Snapping on the floodlights, he jaunted into the backyard to collect the remaining sticks, hauling them into the house a bouquet at a time. He took the clipping down from the fridge and studied the photograph, trying to get a sense of scale and size. Gathering the sticks, he descended the stairs to the cellar, where he spent most of the night twining sticks and branches with electrical wire. The dog sat at attention, its wet eyes fixed on Ernie’s work. By morning the installation was finished. It was the most beautiful thing Ernie had ever seen.
The college was only four blocks from the hospital, but Ernie had trouble navigating the maze of one-way roads on campus, and found the art department only by following the directions of a frightening girl whose tender lips had been pierced with small gold rings.

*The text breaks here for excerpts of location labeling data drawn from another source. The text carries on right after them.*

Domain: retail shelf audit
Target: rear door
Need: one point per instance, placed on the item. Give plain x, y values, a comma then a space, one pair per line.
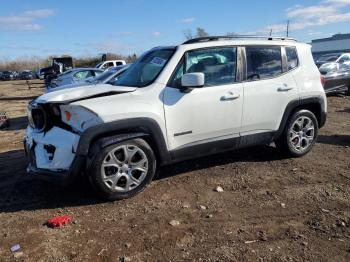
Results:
268, 88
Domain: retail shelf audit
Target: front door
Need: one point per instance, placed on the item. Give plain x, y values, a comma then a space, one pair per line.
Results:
206, 114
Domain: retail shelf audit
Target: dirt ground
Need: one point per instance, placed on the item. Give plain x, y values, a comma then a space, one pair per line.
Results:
271, 209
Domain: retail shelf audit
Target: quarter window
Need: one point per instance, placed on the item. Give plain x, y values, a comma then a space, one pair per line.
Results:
218, 65
292, 57
263, 62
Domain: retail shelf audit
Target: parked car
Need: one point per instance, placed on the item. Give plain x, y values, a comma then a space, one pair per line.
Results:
332, 57
26, 75
7, 75
107, 77
73, 76
337, 80
110, 63
177, 103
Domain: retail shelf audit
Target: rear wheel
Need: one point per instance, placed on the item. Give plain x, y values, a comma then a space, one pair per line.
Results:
123, 170
299, 135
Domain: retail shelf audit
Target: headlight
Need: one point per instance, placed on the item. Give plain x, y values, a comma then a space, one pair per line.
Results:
36, 117
79, 117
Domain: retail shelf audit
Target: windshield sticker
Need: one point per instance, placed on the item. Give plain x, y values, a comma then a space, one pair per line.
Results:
158, 61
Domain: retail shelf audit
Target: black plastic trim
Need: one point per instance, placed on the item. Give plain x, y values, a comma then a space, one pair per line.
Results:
315, 100
123, 130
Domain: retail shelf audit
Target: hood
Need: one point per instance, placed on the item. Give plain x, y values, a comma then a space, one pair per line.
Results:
82, 92
78, 84
329, 65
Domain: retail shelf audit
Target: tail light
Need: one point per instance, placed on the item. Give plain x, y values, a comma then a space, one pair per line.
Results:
323, 80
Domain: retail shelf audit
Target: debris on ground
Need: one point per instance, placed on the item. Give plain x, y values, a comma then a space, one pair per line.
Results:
15, 248
202, 207
262, 236
219, 189
174, 223
3, 120
58, 221
250, 241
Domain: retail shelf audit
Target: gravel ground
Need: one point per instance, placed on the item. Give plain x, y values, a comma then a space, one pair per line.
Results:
271, 208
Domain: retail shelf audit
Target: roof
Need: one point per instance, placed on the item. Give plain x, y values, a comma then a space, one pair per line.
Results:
237, 37
332, 38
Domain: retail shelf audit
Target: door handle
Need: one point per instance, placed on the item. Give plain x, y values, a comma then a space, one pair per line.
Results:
230, 96
284, 88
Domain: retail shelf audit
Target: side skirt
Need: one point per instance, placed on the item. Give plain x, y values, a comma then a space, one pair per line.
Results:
219, 145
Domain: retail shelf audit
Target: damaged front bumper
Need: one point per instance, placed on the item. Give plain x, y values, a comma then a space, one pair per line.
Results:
52, 155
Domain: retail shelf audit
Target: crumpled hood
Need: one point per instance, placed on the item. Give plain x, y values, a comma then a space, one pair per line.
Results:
83, 92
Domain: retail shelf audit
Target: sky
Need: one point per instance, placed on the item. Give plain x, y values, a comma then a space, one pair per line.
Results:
84, 28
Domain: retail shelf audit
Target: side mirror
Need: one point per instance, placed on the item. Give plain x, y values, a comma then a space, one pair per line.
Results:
192, 80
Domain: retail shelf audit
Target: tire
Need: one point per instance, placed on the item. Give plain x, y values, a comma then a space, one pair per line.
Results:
127, 173
300, 134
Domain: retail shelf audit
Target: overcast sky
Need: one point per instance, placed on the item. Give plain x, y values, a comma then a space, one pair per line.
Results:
79, 28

By the time he entered the lavender art office, he was sweating, hugging his beautiful boat to his chest.
“Excuse me?” said a young man at the desk. This one had a hoop through each eyebrow.

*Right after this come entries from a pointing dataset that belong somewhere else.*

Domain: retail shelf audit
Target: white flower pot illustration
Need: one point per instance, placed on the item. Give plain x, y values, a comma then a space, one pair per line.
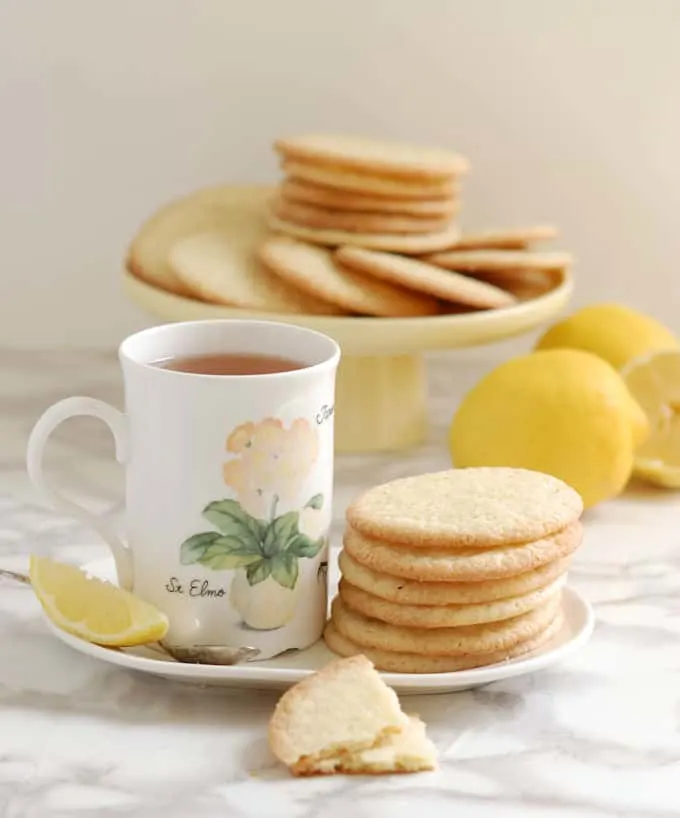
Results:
266, 605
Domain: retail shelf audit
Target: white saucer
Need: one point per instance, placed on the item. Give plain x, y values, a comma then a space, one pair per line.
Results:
285, 670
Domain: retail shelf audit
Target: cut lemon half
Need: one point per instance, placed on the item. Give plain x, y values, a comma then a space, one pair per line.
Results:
654, 381
92, 609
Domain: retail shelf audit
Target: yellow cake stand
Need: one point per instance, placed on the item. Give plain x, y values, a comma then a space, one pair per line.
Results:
381, 388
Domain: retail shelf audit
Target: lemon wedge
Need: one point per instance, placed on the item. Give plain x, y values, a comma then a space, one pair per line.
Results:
654, 381
92, 609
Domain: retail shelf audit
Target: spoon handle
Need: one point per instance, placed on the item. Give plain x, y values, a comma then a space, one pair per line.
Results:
22, 578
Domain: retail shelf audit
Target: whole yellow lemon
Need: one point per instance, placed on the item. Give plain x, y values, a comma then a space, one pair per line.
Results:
614, 332
564, 412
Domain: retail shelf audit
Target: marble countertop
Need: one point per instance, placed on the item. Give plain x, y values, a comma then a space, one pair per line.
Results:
595, 737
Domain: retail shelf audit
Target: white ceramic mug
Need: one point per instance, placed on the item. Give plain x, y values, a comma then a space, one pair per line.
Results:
228, 482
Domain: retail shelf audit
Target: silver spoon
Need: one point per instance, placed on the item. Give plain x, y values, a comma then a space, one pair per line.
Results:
190, 654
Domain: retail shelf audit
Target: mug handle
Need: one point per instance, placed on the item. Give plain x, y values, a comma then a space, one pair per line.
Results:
48, 422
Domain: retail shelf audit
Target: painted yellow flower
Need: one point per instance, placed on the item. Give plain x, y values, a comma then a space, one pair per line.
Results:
272, 461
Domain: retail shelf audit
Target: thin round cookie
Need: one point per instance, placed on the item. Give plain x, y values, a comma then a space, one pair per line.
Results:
471, 507
223, 268
355, 222
339, 179
495, 260
412, 592
510, 238
392, 662
408, 244
468, 565
425, 278
444, 616
365, 155
312, 270
207, 209
297, 191
465, 640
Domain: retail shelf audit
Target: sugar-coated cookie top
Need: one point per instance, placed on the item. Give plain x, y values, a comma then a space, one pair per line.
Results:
473, 507
373, 155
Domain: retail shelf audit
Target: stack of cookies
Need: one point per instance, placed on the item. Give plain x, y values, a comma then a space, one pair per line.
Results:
382, 195
357, 227
454, 570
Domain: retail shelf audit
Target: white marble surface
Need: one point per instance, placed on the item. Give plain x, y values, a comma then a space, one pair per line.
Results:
596, 737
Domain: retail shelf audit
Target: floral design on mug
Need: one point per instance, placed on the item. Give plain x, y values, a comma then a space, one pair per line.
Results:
268, 469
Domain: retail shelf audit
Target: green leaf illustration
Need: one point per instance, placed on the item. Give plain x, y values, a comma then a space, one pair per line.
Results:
232, 520
193, 549
285, 569
302, 546
258, 571
279, 533
227, 553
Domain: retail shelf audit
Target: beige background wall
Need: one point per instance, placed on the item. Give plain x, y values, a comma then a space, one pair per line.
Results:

“My installation,” Ernie said, placing it on the desk. “For the competition.” He presented the newspaper clipping like an admission ticket.
“Uh, I don’t think so.”
“Am I early?” Ernie asked, feeling foolish. The deadline was six weeks away; he hadn’t the foggiest idea how these things were supposed to go.
“This isn’t an installation,” the boy said, flickering his gaze over the boat. “It’s—well, I don’t know what it is, but it’s not an installation.”
“It’s a boat,” Ernie said. “A boat filled with leaves.”
“Are you in Elderhostel?” the boy asked. “They’re upstairs, fifth floor.”
“I want to enter the contest,” Ernie said. And by God, he did; he had never won so much as a cake raffle in his life, and didn’t like one bit the pileup of things he appeared to be losing.